Dedication, passion and vision. These are some of the key words colleagues use to describe Hans Hasselbalch. For 40 years, he has investigated three types of chronic blood cancers known as chronic myeloproliferative neoplasms (MPNs). These were previously considered rare, and 500 people are diagnosed annually in Denmark.
Fortunately, Hans Hasselbalch and his team at Zealand University Hospital questioned this. Their studies revealed undetected gene mutations and a massive underdiagnosis of MPNs. Thus, they estimate that 10,000 people in Denmark have MPNs, with the accompanying higher risk of death from blood clots, bleeding, heart, lung and kidney disease and other types of cancer. Diagnosing MPNs much sooner is therefore very important.
Hans Hasselbalch, who just turned 70 years, is receiving the 2021 Hagedorn Prize not for one specific project or research result but for his extensive career focusing so intensely and ambitiously on blood cancer.
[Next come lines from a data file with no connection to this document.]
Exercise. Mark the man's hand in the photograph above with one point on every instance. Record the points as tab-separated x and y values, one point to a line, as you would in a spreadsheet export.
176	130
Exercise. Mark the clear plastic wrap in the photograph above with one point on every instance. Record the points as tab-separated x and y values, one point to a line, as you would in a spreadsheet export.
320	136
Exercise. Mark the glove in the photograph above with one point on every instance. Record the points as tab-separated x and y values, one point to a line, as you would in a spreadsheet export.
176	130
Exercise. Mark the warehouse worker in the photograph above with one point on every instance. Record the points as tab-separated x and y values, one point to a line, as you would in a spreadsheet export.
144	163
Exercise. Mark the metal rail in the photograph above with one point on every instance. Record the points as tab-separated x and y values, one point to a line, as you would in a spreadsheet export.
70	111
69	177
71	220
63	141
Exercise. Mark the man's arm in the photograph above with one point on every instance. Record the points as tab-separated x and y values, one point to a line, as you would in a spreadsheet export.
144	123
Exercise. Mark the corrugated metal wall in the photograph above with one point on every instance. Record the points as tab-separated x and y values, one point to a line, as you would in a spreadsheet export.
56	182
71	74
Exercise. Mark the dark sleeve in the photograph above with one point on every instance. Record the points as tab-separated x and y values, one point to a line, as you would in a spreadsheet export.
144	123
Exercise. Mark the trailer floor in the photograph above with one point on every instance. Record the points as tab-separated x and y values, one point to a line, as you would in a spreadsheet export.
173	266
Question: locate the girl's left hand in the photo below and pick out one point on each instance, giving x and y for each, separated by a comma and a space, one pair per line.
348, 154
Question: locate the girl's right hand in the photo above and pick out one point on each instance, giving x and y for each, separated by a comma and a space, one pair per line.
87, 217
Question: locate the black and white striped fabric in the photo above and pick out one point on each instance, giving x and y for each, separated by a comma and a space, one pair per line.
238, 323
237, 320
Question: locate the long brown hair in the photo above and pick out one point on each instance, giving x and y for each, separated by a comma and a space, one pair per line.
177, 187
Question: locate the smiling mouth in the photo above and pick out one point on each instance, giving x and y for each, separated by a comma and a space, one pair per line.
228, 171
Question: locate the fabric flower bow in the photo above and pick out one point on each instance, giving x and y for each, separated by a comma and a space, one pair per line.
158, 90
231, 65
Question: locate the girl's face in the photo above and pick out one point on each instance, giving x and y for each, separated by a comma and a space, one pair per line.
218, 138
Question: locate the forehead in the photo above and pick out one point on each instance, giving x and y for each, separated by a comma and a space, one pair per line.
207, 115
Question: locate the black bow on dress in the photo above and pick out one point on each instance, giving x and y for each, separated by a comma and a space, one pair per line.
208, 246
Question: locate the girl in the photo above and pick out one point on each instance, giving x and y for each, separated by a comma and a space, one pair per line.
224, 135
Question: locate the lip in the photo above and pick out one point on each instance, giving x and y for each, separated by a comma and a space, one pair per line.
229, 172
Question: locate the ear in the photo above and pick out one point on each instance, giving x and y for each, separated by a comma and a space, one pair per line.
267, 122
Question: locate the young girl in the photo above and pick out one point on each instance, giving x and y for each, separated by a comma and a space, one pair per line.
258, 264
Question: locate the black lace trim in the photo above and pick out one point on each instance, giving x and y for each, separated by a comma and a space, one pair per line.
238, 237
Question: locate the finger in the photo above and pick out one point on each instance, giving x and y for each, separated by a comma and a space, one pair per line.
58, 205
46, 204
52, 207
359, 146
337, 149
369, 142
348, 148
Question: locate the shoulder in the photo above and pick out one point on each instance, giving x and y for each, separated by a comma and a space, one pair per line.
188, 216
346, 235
The Danish Society for Internal Medicine awards the Prize to recognize excellent research or development efforts.
“I am very pleased and grateful to receive the Hagedorn Prize on behalf of the whole team. Receiving this distinguished prize in recognition of our research output is amazing,” says Hans Hasselbalch.
Interdisciplinary research collaboration
The Prize recipient is the founder of the Danish Myeloproliferative Neoplasms Research Consortium. This includes the Zealand Inflammation Research Initiative, an interdisciplinary team of 31 researchers in Denmark working to improve the quality of life and survival of people with MPNs. The researchers are based at many institutions, including clinical departments; the National Center for Cancer Immune Therapy, Herlev Hospital; the Institute for Inflammation Research, Rigshospitalet; the Technical University of Denmark; Roskilde University; and the Department of Clinical Genetics at Odense University Hospital.
People with MPNs have a higher prevalence of several other diseases, and the goal is to identify and diagnose them much sooner, thereby preventing blood clots from developing in e.g. the brain, heart and lungs. Because MPNs are diagnosed too late, the people who have them are typically hospitalized for other reasons first, which is why interdisciplinary collaboration is so crucial.
In the 1980s, Hans Hasselbalch introduced interferon therapy for MPNs in Denmark. Since then, he has led several studies that have paved the way for interferon to be used at many MPN treatment centres around the world. In the long term, the vision is to be able to cure people with early immunotherapy, including interferon and vaccination.
“Interferon therapy is one of the most important breakthroughs within MPNs in my career. I am incredibly pleased to have such a meaningful job and that our team has been able to make a huge difference both globally and for individual patients,” says Hans Hasselbalch.
Medicine as a lifelong pursuit
Hans Hasselbalch has been involved in MPNs – his lifelong pursuit – since he entered medicine as a young man. Since then, he has treated thousands of patients. Today he is a globally recognized expert in MPNs, with an impressive track record and long list of journal articles. An important part of the mission of Hans Hasselbalch and his team is disseminating knowledge, and he has twice received an award for teacher of the year at Rigshospitalet.
“Hans Hasselbalch is a professional beacon and pioneer in his field. He is extremely active in research, and he unquestionably deserves to receive this year’s Hagedorn Prize. His important research is a signpost to the future,” says Pia Nimann Kannegaard, Chair of the Board of the Danish Society of Internal Medicine.
In addition to alleviating the development of disease and improving treatment, correctly diagnosing people with MPNs much earlier provides economic benefits by reducing healthcare costs.
Because of COVID-19, the Prize award ceremony will be postponed until 2022, when Hans Hasselbalch can hopefully be celebrated properly without restrictions. The Chair of the Danish Society for Internal Medicine and the CEO of the Novo Nordisk Foundation will present the Prize.
About myeloproliferative neoplasms
Myeloproliferative neoplasms is a generic term for several types of chronic blood cancers characterized by elevated blood cell counts. A common feature is that the bone marrow does not function properly. Bone marrow produces red blood cells, which carry oxygen around the body; white blood cells, which fight infections; and platelets, which help the blood to clot.
About the Hagedorn Prize
The Hagedorn Prize was established by the Danish Society of Internal Medicine in 1966 and is awarded at the Society’s annual general meeting to recognize excellent research or development efforts within internal medicine in Denmark. The accompanying award of DKK 1.5 million includes a personal award of DKK 250,000 and an award for research or development work of DKK 1.25 million. The Prize also includes the Hagedorn Medal.
About the Danish Society for Internal Medicine
The Danish Society of Internal Medicine, which has almost 4,500 members, is an umbrella organization for the nine internal medicine specialties in Denmark. The Society aims to promote scientific research in internal medicine and the continuing education of the specialist physicians in internal medicine. The Society was established in 1916 and has a Board of Directors of nine members selected by the boards of each of the nine internal medicine specialities.